Speaking Thursday at a Security Council session on sexual violence in conflict, U.N. Secretary-General Ban Ki-moon pointed to the recent conviction of Democratic Republic of Congo politician Pierre Bemba Gombo by the International Criminal Court as the “latest sign that the era of impunity for sexual violence as a tool of war is over.”
But he acknowledged much more remained to be done.
“One extremely disturbing aspect is the use of sexual violence as a tactic of terrorism. Daesh, Boko Haram and other extremist groups are using sexual violence as a means of attracting and retaining fighters, and to generate revenue,” he said, using another name for the Islamic State group.
Ban’s Special Representative on Sexual Violence in Conflict Zainab Bangura told the council that of the 48 parties accused of employing sexual violence in a new U.N. report, 37 were non-state actors, requiring new tools and strategies that go beyond resolutions, treaties and sanctions traditionally used to address the scourge.
“The war of conquest of extremist groups is being fought on and fought over the bodies of women and girls generating millions of dollars of revenue,” Bangura said. “It is the revival of the slave trades in our own time and life.”
Ban’s report to the Security Council estimated that the Yazidi people in Iraq paid some $45 million in ransom to the Islamic State group in 2014 alone for the return of their girls and women.
Bangura said social media was another factor facilitating the trade and trafficking of women, who are offered in on-line forums alongside “rifles and rocket propelled grenades.”

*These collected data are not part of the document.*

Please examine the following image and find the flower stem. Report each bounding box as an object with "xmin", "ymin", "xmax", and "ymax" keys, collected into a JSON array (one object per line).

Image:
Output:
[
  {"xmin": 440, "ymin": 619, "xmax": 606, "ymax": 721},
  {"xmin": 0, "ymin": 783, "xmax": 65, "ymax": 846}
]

“When we think terrorism we think of destruction of property, killing, bombing or hostage taking. But we cannot deplore the public violence of terrorism while ignoring the violence terrorists inflict on women and girls behind closed doors,” she said, adding that, worse yet, when victims are lucky enough to be freed from captivity they are often shunned by their communities.
“Sexual violence is still the only crime that stigmatizes the victim rather than the perpetrator,” Bangura said.
She said efforts to battle sexual violence carried out by non-state actors should focus on draining extremists’ resources and degrading their capacity to communicate, travel and do harm, as well as providing better care to victims.
In his address, Ban also touched on a spate of recent cases where U.N. peacekeepers have been accused of sexual abuse, saying that the organization “will continue our own efforts to ensure that peacekeepers uphold the highest standards of integrity towards the people they serve.”